Le pire des signaux est l’opération de séduction récemment lancée par Kiev envers l’OTAN. Le ministre ukrainien des Affaires étrangères vient de se rendre au secrétariat général de l’Alliance à Bruxelles, tandis que le président Zelensky a déclaré que l’OTAN était «la seule façon de mettre fin à la guerre au Donbass». Kiev veut convaincre l’OTAN d’accepter l’Ukraine comme futur membre.

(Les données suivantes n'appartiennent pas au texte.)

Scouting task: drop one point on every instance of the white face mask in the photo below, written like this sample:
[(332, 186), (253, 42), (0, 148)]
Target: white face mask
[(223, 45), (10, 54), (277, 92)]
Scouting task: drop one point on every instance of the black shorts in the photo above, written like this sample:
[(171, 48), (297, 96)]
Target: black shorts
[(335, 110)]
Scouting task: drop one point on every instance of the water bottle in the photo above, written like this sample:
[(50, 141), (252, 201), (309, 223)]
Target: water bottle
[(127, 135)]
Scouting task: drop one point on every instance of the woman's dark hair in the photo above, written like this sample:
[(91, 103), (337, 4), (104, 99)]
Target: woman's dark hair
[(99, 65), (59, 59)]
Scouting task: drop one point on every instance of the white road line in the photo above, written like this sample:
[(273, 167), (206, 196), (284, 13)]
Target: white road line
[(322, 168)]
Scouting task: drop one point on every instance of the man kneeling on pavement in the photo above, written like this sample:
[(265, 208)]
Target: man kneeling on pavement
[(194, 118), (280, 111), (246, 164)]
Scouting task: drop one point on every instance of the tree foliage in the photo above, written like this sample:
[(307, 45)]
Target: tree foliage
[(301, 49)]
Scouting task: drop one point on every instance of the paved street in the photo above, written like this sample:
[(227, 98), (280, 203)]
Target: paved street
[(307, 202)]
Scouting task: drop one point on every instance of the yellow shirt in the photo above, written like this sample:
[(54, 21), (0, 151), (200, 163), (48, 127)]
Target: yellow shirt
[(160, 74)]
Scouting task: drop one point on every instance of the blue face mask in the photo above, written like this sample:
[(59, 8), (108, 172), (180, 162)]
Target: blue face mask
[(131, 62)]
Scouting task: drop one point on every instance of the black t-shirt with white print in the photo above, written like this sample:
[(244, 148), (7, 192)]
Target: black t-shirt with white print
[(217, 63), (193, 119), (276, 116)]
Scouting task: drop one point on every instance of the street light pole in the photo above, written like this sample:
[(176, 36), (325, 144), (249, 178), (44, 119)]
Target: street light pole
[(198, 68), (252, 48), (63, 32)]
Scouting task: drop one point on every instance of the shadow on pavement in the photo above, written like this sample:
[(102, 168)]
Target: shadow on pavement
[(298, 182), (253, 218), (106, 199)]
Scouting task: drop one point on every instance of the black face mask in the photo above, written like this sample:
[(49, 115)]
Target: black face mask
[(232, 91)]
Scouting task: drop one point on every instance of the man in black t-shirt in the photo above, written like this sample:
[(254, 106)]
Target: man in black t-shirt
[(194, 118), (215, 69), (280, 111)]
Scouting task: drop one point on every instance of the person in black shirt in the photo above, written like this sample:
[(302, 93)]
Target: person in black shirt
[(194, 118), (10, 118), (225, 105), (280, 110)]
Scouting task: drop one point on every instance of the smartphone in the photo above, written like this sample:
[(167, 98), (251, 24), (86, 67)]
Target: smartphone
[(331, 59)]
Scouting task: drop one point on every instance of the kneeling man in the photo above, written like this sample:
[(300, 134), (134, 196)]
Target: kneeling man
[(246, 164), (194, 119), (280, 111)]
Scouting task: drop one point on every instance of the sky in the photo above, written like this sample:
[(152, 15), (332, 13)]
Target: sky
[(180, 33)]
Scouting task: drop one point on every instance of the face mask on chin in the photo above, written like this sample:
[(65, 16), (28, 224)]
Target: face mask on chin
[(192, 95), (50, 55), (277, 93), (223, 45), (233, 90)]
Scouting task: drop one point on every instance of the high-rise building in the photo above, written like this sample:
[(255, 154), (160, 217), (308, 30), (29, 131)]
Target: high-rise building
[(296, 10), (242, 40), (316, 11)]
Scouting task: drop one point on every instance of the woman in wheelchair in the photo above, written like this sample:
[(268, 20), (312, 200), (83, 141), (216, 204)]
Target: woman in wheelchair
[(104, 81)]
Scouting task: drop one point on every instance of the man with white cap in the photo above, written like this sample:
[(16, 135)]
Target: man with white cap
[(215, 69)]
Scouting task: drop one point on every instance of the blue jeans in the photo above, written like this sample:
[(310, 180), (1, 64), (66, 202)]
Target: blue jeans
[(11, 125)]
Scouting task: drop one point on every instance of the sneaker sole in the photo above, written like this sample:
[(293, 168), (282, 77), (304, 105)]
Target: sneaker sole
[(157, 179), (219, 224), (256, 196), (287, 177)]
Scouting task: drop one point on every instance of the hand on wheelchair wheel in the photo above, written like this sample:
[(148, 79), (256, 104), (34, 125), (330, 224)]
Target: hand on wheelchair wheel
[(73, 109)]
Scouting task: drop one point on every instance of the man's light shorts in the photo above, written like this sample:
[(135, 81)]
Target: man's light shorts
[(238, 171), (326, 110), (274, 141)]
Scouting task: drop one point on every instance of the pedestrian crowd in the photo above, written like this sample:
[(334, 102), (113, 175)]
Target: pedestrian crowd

Au lieu de lui expliquer discrètement que la politique n’est pas un feuilleton, Jens Stoltenberg, le patron politique de l’OTAN, a joué la même farce en donnant une série d’ordres publics totalement déplacés à Moscou... sur la façon dont les troupes russes doivent faire leurs manœuvres ! (Il y en a actuellement un grand nombre non loin de la frontière ukrainienne.)

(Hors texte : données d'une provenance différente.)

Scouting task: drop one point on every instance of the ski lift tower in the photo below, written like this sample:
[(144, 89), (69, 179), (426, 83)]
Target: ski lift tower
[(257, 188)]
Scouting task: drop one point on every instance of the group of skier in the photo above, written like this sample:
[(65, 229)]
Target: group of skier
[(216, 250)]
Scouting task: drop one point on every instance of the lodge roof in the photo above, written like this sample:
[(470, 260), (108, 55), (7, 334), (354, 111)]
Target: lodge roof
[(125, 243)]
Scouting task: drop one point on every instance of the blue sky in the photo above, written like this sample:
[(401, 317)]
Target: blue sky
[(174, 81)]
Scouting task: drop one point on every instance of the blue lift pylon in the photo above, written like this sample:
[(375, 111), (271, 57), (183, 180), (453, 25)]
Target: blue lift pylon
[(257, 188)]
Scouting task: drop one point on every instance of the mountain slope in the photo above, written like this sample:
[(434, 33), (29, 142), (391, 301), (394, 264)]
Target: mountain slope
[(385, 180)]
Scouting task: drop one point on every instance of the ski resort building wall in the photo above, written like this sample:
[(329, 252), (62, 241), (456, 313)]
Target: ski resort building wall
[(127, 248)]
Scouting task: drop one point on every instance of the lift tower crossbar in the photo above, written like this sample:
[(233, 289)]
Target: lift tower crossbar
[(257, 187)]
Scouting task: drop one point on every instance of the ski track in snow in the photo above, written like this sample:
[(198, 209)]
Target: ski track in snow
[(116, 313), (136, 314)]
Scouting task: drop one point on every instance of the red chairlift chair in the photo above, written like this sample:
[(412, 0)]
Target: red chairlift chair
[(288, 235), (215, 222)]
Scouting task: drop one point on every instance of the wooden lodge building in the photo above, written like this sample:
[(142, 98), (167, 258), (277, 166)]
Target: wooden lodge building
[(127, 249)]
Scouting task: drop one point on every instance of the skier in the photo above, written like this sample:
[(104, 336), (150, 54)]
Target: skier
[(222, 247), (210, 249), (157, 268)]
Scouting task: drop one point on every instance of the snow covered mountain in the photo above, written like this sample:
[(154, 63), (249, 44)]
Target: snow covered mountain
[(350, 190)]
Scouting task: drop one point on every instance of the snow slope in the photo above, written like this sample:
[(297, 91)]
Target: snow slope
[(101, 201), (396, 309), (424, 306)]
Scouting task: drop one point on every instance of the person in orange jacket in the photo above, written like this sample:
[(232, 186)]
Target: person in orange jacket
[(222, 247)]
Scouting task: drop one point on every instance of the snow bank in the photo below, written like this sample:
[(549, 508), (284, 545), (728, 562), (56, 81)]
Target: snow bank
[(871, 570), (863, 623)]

Les Américains doivent comprendre que les intérêts ukrainiens et les intérêts américains sont opposés
Ceci est extrêmement grave. Encourager les Ukrainiens à croire qu’ils auront le soutien de l’OTAN dans une éventuelle opération militaire contre les séparatistes du Donbass relève d’une insouciance terrifiante. La Russie est sûre de gagner si elle venait au secours du Donbass car l’OTAN est parfaitement incapable de s’opposer à une éventuelle opération militaire russe en Ukraine. Avec quelles troupes l’OTAN ferait-elle la guerre à l'armée russe ? Les pays membres européens de l’OTAN ne sont pas prêts à mourir pour Donetsk tandis qu’un affrontement terrestre entre soldats américains et russes aurait des conséquences incalculables.
Dans ces conditions, une escalade en Ukraine nuirait plus encore aux Américains qu’aux Ukrainiens. Le seul pays qui en tirerait profit est la Chine, qui est pour les Américains un rival géopolitique et économique, à moyen et à long terme, bien plus redoutable que la Russie. Ou bien les Etats-Unis cautionnent une tentative ukrainienne de récupérer le Donbass par la force, ou bien il refusent de soutenir les Ukrainiens qui y vont tout de même. Dans la première hypothèse, la Chine serait en droit de faire la même chose à Taiwan, son territoire perdu, remportant ainsi une victoire géopolitique et symbolique énorme qui changerait considérablement les rapports de force dans le monde. Dans la seconde hypothèse, la Chine en tirerait la conclusion que les Américains ne se battront pas et le résultat serait identique. Les Etats-Unis essaient actuellement d’imposer leur loi dans la mer de Chine méridionale comme dans la mer Noire. S’ils échouent dans l’une ils échoueront aussi dans l’autre.
Par conséquent, soutenir les Ukrainiens dans un affrontement avec la Russie est tout aussi catastrophique pour Washington que de ne pas les soutenir. L’impératif absolu pour Washington est donc de faire le contraire de ce que veulent les comédiens à Kiev. Il faut empêcher toute escalade de la situation en Ukraine, coûte que coûte, et mater les folies ubuesques encouragées par Saakachvili. Les Américains doivent comprendre que les intérêts ukrainiens et les intérêts américains sont opposés.
Le discours belliciste habituel des Américains à l’égard de la Russie est redevenu à la mode depuis l’élection de Joe Biden à la Maison Blanche et la nomination d’Antony Blinken comme secrétaire d’Etat. Pourtant, Biden semble avoir compris les enjeux potentiellement fatals pour son pays en appelant à un sommet russo-américain, peut-être à Vienne, pour résoudre la crise ukrainienne, initiative à laquelle le président Poutine répondra sans doute par l’affirmative. Dans un contexte de guerre froide renaissante, il est impératif de remettre le conflit gelé en Ukraine dans le congélateur politique, et d'en refermer la porte, pour aussi longtemps que possible.